とりわけインパクトの強いR社のCMでは、こんなセリフが展開されます。
「おっと〇〇!?
取引先から電子発行された請求書を印刷!? ファイルに保存したぞ!?
イエローカード!
電子発行された請求書を紙で保存することは電子帳簿保存法に違反しています!」
さて、この表現を言葉通りに受け取っていいのでしょうか。視聴者がミスリードするのではないかと、筆者はずっと引っ掛かりを感じています。
「紙で保存してはならない」という条文はない
結論から言えば、同法にそのような趣旨の条文はありません。電子データの保存について定めているのは第7条です。
電子取引(※)の取引情報に係る電磁的記録の保存
第七条 所得税(源泉徴収に係る所得税を除く。)及び法人税に係る保存義務者は、電子取引を行った場合には、財務省令で定めるところにより、当該電子取引の取引情報に係る電磁的記録を保存しなければならない。
※「電子取引」とは、取引情報(取引に関して受領し、又は交付する注文書、契約書、送り状、領収書、見積書その他これらに準ずる書類に通常記載される事項)の授受を電磁的方式により行う取引をいい、EDI取引、インターネット等による取引、電子メールにより取引情報を授受する取引(添付ファイルによる場合を含む)、インターネット上にサイトを設け、そのサイトを通じて取引情報を授受する取引等です。
重要なのは電子取引データの保存
第7条では「電子取引を行った場合は、そのデータ(電磁的記録)を保存しなければならない」と決めています。この場合、何が違反になるのでしょうか。それは「電子取引データを保存しない」ことです。「紙に印刷して保存する」ことは違反ではありません。

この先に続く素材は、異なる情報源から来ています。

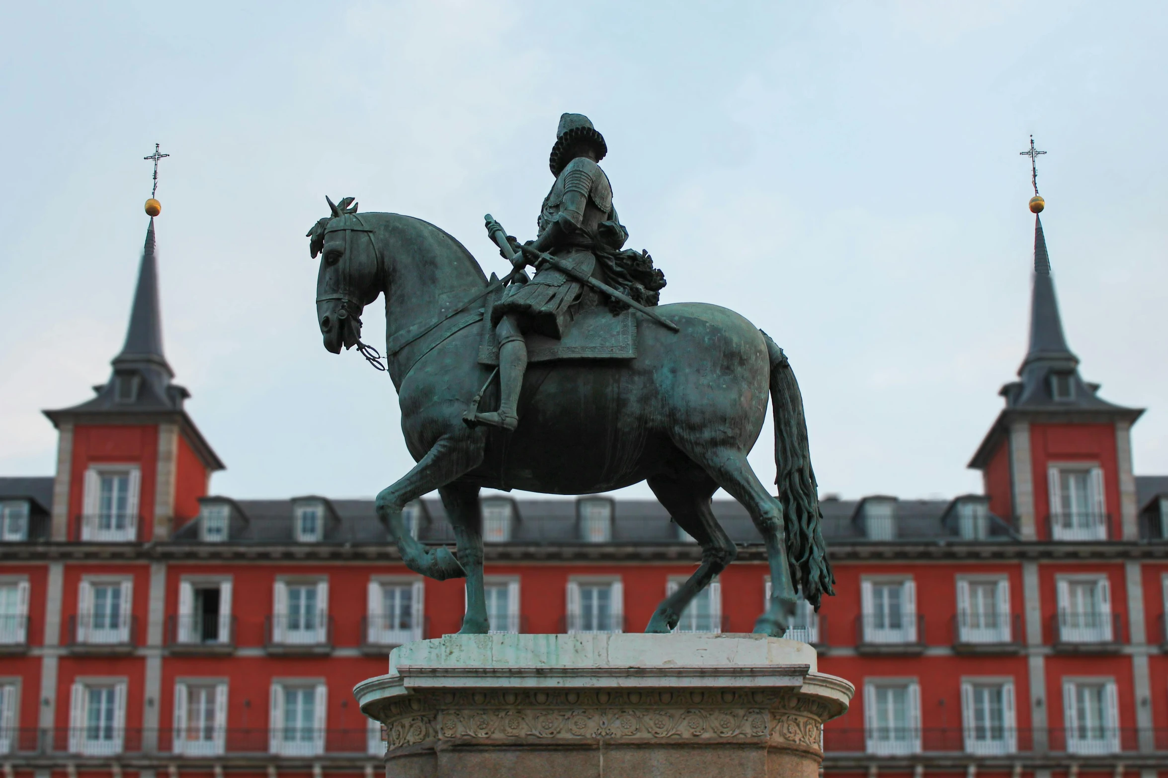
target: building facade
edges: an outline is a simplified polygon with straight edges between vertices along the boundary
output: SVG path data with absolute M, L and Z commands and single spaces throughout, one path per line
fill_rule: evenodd
M 826 775 L 1168 776 L 1168 477 L 1134 475 L 1141 412 L 1079 376 L 1037 219 L 1031 306 L 983 493 L 822 499 L 837 596 L 788 636 L 856 686 Z M 405 569 L 371 500 L 213 495 L 160 321 L 152 220 L 109 381 L 46 412 L 56 474 L 0 478 L 6 778 L 371 776 L 350 689 L 458 631 L 463 583 Z M 737 503 L 715 512 L 738 561 L 677 629 L 749 632 L 765 553 Z M 408 519 L 452 542 L 439 500 Z M 700 560 L 655 502 L 486 497 L 482 523 L 501 632 L 640 631 Z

電子帳簿保存法では「電子取引のデータを保存すること」が重要なのであり、紙での保存が良いとかダメとか言っているわけではありません。にもかかわらず、「紙で保存することは違反です」と表現するのはおかしな話であり、筆者がミスリードを心配する理由もそこにあります。
国税庁「電子帳簿等保存制度特設サイト」では、令和6年からの電子取引のデータ保存について以下のような記述をしています。「データを保存せよ」が主眼であり、紙の保存がダメというものではないことがわかります。
個人事業者・法人の皆さまへ
請求書・領収書・契約書・見積書などの関する電子データを送付受領した場合には、その電子データを一定の要件を満たした形で保存することが必要です。 令和5年12月31までに行う電子取引については、保存すべき電子データをプリントアウトして保存し、税務調査の際に」提示・提出できるようにしていれば差し支えありません(事前申請等は不要)が、令和6年からは保存要件に従って電子データの保存が行えるよう、必要な準備をお願いします。